Das Gesicht des Mannes stand in beinahe schon groteskem Gegensatz zu seinem Körper. Es hatte beinahe feminine Züge, welche durch hohe Wangenknochen und lange Wimpern unterstützt wurden – allerdings wurde dieser Eindruck wieder durch die Tatsache zunichte gemacht, dass der Mann kahl geschoren war. Aus seinen Nasenlöchern war Blut gelaufen, das inzwischen eine eingetrocknete Spur auf seinen Lippen und seinem Kinn hinterlassen hatte. Felix tastete nach dem Hals des Mannes, doch dann sah er, wie eine Blutblase aus dessen Nase kam, größer und kleiner wurde – im selben Rhythmus, in dem sein mächtiger Brustkorb sich hob und senkte. Er lebte also noch, wenn vermutlich auch nur gerade so.
Irgendetwas an diesem Gesicht kommt mir bekannt vor
, dachte Felix, aber dann verschwendete er keinen weiteren Gedanken und machte sich daran, auch den Mann von seinen Fesseln zu befreien, was sich allerdings deutlich schwieriger gestaltete als bei seinen eigenen, nach einer Weile begriff er, dass er den Knoten mit bloßen Händen nicht aufbekommen würde – oder vielmehr mit der bloßen Hand
, immerhin stand ihm nur die linke zur Verfügung. Kurzentschlossen riss er sich ein den Ärmel seines Hemdes ab, wickelte ihn sich um die Hand und las dann eine große Scherbe des zersprungenen Einmachglases vom Boden auf. Dessen Kante war messerscharf und Minuten später hatte er den Mann schließlich von dessen Fesseln befreit. Doch der Mann rührte sich nicht.

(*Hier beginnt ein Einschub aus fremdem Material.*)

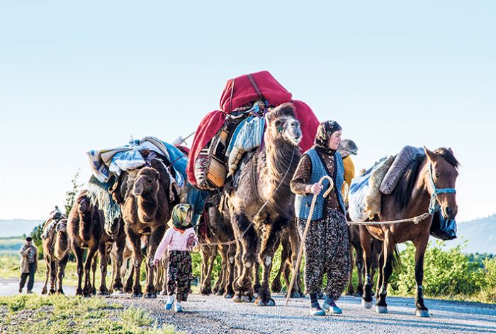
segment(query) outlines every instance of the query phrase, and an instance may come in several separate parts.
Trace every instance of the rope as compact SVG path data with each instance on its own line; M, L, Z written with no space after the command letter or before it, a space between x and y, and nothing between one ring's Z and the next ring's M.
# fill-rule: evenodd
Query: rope
M349 226L351 225L387 225L387 224L401 224L407 223L409 221L413 221L413 224L417 224L424 219L426 219L430 216L431 214L429 212L425 212L419 216L416 216L412 218L407 218L406 219L399 219L399 220L390 220L386 221L346 221Z
M289 170L291 169L291 164L293 163L293 160L295 158L295 152L296 152L295 149L293 151L293 155L291 156L291 161L289 162L289 165L288 165L288 169L286 170L286 173L284 173L284 176L283 176L283 178L281 180L281 182L279 182L279 184L278 185L277 188L276 188L276 190L272 193L272 195L270 197L269 197L266 201L265 201L265 202L262 205L261 207L260 207L260 209L257 212L257 214L255 214L255 215L253 216L253 219L252 219L252 221L249 223L248 226L244 229L244 231L243 231L243 233L242 233L239 235L239 236L238 236L237 238L235 238L234 240L232 240L230 241L225 241L223 243L220 243L218 241L217 243L198 243L197 246L200 247L200 246L211 246L232 245L233 243L235 243L236 242L237 242L237 241L239 240L241 238L244 236L244 234L247 234L247 232L248 231L249 228L252 227L252 226L253 225L253 221L255 219L255 218L259 214L260 214L260 212L267 205L267 203L269 203L269 202L271 200L272 200L272 197L274 197L274 196L276 195L276 192L277 192L277 190L279 189L281 185L283 184L283 181L284 181L284 180L286 179L286 177L288 175L288 173L289 173ZM257 189L255 189L255 191L257 192L257 194L258 195L258 190Z

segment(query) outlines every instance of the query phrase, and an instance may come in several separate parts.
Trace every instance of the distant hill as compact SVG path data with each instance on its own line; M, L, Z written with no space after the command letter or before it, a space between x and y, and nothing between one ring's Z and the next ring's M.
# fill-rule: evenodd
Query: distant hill
M457 227L458 238L446 241L448 247L454 247L468 241L463 253L496 254L496 214L457 223Z
M28 235L36 225L43 221L45 219L0 219L0 238Z

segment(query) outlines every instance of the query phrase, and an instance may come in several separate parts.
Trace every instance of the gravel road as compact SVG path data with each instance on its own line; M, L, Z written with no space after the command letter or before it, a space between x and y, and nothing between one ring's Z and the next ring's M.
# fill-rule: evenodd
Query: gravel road
M0 295L17 293L17 281L0 280ZM35 285L39 292L41 284ZM67 294L74 288L67 287ZM184 313L164 311L165 298L133 299L128 294L111 296L113 301L147 309L159 324L172 324L179 330L194 333L496 333L496 305L426 299L430 318L417 318L412 298L388 297L389 314L366 310L359 298L343 296L338 304L341 316L313 317L308 313L307 299L293 299L284 306L284 298L274 296L276 305L257 307L236 304L221 296L193 294L184 303Z

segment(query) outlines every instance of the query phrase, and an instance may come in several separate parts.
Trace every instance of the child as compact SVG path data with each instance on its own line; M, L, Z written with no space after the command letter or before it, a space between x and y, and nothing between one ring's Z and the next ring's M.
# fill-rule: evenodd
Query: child
M154 264L157 266L166 250L169 250L169 301L165 304L166 310L172 308L176 292L175 310L182 312L181 302L186 301L189 293L190 281L193 279L190 251L198 243L195 230L191 226L192 216L191 206L188 204L178 204L174 207L168 223L170 228L165 232L154 256Z

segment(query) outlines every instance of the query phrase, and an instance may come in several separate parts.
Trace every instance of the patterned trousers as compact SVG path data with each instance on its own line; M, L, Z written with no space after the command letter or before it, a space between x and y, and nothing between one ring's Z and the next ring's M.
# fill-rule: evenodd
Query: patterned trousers
M176 292L178 301L186 301L193 279L191 255L186 250L169 250L167 267L167 291Z
M306 219L298 219L303 237ZM338 210L327 209L322 219L310 222L305 240L305 288L307 293L320 291L327 275L325 292L337 300L344 291L349 276L349 241L346 218Z

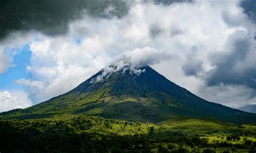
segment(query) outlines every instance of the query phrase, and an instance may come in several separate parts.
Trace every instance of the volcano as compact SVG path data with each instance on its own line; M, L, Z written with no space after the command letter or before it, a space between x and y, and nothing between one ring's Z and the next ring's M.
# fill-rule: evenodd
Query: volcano
M207 101L147 65L132 68L111 66L65 94L26 109L0 114L21 119L96 115L153 123L173 117L256 122L255 114Z

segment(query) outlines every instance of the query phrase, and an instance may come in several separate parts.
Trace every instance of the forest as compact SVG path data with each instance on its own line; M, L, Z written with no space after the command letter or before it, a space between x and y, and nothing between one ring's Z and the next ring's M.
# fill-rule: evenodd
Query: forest
M255 152L256 125L159 124L78 116L0 120L1 152ZM210 130L209 127L216 130ZM206 130L207 129L207 130Z

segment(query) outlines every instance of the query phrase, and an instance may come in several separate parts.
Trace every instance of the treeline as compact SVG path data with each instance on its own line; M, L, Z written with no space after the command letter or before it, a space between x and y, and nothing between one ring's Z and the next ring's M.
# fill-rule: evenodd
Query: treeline
M2 120L0 136L1 152L214 152L217 148L253 150L252 145L210 144L196 134L95 116L68 120Z

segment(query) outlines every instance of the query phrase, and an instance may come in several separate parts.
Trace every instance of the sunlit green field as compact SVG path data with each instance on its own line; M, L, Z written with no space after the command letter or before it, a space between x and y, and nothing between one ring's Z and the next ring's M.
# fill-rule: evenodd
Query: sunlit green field
M254 152L255 127L184 117L157 124L86 116L2 119L0 135L5 141L0 149L3 152ZM228 136L236 139L228 140Z

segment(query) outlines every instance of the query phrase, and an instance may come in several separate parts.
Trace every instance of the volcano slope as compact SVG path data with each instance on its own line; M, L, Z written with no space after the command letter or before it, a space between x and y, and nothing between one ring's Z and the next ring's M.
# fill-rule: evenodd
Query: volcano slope
M29 119L95 115L152 123L194 117L236 124L256 122L255 114L207 101L147 65L109 68L112 71L103 69L65 94L0 116Z

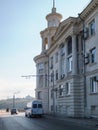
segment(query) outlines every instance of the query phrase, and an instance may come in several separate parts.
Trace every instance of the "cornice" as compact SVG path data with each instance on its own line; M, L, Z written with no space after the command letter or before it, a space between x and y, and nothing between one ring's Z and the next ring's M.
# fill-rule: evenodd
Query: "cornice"
M40 35L42 36L44 33L46 33L46 32L51 32L51 31L53 31L53 30L55 30L56 31L56 29L57 29L57 27L49 27L49 28L46 28L46 29L44 29L43 31L41 31L40 32Z
M96 7L98 7L98 0L92 0L80 13L81 18L85 20L85 18L87 18L93 12L93 10L96 9Z

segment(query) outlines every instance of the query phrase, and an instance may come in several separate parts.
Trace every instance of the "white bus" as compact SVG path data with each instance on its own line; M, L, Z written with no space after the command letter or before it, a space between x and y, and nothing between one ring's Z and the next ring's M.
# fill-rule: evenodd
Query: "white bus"
M41 100L33 100L27 103L27 107L25 108L25 116L26 117L34 117L34 116L42 116L44 114L42 101Z

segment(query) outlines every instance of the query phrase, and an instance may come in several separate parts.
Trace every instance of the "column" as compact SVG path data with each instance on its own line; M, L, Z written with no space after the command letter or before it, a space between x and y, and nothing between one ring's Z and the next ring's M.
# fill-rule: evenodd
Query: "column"
M72 36L72 74L77 74L77 47L76 35Z

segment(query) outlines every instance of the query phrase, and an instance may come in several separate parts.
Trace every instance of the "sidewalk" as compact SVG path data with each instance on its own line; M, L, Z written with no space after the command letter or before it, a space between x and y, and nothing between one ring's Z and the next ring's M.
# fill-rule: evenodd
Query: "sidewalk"
M98 128L98 118L68 118L68 117L58 117L53 115L44 115L44 117L70 122L71 124L77 124L79 126L85 125L88 127Z

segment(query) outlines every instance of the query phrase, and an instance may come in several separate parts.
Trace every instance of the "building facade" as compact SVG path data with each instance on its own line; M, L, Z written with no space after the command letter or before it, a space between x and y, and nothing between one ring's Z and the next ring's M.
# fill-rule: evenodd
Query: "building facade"
M53 6L47 28L40 32L36 98L43 101L45 113L98 116L98 0L78 17L61 19Z

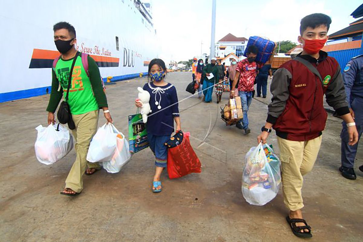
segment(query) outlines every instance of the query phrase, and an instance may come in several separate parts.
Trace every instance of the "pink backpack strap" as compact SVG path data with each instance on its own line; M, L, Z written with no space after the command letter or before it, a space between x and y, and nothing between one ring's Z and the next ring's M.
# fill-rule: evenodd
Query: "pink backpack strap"
M54 71L56 71L56 66L57 65L57 62L58 62L58 61L59 60L59 58L61 58L61 56L60 56L54 59L54 60L53 61L53 70L54 70Z
M83 68L86 71L87 76L89 77L90 74L88 71L88 54L82 52L81 54L81 57L82 59L82 65L83 65Z

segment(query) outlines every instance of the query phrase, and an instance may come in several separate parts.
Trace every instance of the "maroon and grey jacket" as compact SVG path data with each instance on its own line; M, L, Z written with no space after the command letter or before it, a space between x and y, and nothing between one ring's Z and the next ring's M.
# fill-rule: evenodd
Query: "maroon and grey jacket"
M292 60L276 71L271 85L273 97L267 122L273 124L279 137L306 141L322 134L327 117L326 102L338 115L349 113L339 64L321 50L318 60L309 55L298 56L315 67L322 81L301 62Z

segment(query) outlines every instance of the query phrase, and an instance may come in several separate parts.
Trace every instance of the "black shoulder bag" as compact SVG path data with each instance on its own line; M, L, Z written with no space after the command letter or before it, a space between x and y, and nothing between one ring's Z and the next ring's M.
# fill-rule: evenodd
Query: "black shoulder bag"
M61 103L58 112L57 113L57 118L58 119L58 121L59 122L62 124L68 123L68 128L71 130L76 128L76 124L73 121L73 119L72 118L72 114L70 113L69 105L67 102L68 99L68 94L69 94L69 89L70 88L70 84L72 82L72 74L73 73L73 68L74 67L74 64L76 63L76 61L77 60L79 54L79 53L77 52L73 60L72 66L69 71L69 78L68 79L68 87L67 88L67 94L66 95L66 97L65 98L65 100Z

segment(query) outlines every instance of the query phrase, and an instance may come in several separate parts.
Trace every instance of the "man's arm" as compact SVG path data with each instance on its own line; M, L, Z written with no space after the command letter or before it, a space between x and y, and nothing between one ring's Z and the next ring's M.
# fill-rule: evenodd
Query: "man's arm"
M219 81L219 70L216 66L214 66L213 75L214 75L214 84L216 84Z
M59 87L59 82L57 78L56 73L52 69L52 88L50 90L50 97L48 103L48 107L46 111L48 111L48 124L54 124L54 113L57 110L57 108L59 104L59 102L62 99L62 96L63 93L63 89L61 87L60 90L58 90Z
M348 62L343 72L343 77L346 95L346 101L348 103L348 106L349 108L351 108L350 106L350 93L354 84L357 72L359 71L359 66L357 60L353 60Z
M285 68L280 68L275 73L274 81L271 83L270 87L273 97L269 105L267 119L265 124L266 128L272 128L285 109L286 102L290 95L289 88L291 77L291 73ZM262 132L257 137L257 142L265 143L269 134L268 132Z
M340 68L338 68L330 80L325 92L325 97L326 102L334 108L339 116L342 116L349 113Z
M91 82L91 86L92 86L93 93L94 94L96 101L97 102L98 107L102 108L103 111L104 115L107 122L109 123L112 123L112 118L110 114L110 111L107 111L109 110L107 99L102 86L101 75L99 74L98 67L92 57L89 56L87 58L89 67L89 71L90 73L90 81ZM104 112L105 111L106 112Z

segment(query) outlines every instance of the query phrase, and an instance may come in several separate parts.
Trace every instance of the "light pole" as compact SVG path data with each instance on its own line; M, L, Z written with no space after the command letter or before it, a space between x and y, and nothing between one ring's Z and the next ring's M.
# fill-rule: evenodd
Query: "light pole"
M211 55L209 59L215 57L216 48L215 46L216 38L216 2L213 0L212 6L212 36L211 38Z

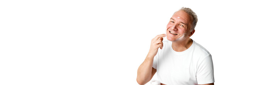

Felix kniete sich neben ihn auf den Boden und verpasste ihm mit der Linken eine saftige Ohrfeige. Nichts.
Er schlug ihn noch einmal.
»Hey, hören Sie mich?«, rief Felix. »Sie müssen aufwachen! Verdammt noch mal, Sie können ja wohl nicht erwarten, dass ich Sie auf die Füße ziehe! Mein rechter Arm ist vielleicht gebrochen und …«
Felix holte gerade zu einem neuerlichen Schlag aus, als die Augen des Mannes aufflogen und er zu brüllen begann: »Nein! Lasst mich in Ruhe! Ich will nicht! Geht fort! Lasst mich doch allein!«
Seine mächtige Pranke fuhr durch die Luft und erwischte Felix völlig unvorbereitet an dessen rechter Schulter. Felix krachte gegen die nächste Wand und ging brüllend zu Boden. Doch Felix nahm seinen Schmerz kaum wahr, denn in dem Moment, als der Riese die Augen aufgeschlagen hatte, war ihm klar geworden, wieso ihm dieses Gesicht so bekannt vorkam. Und diese Erkenntnis traf ihn wie ein Schock, als er erkannte, wo er diese Augen schon einmal gesehen hatte.
Der Mitgefangene, den er soeben befreit hatte, war tatsächlich Helenes Bruder Ulrich. Dann ging der Riese brüllend auf ihn los.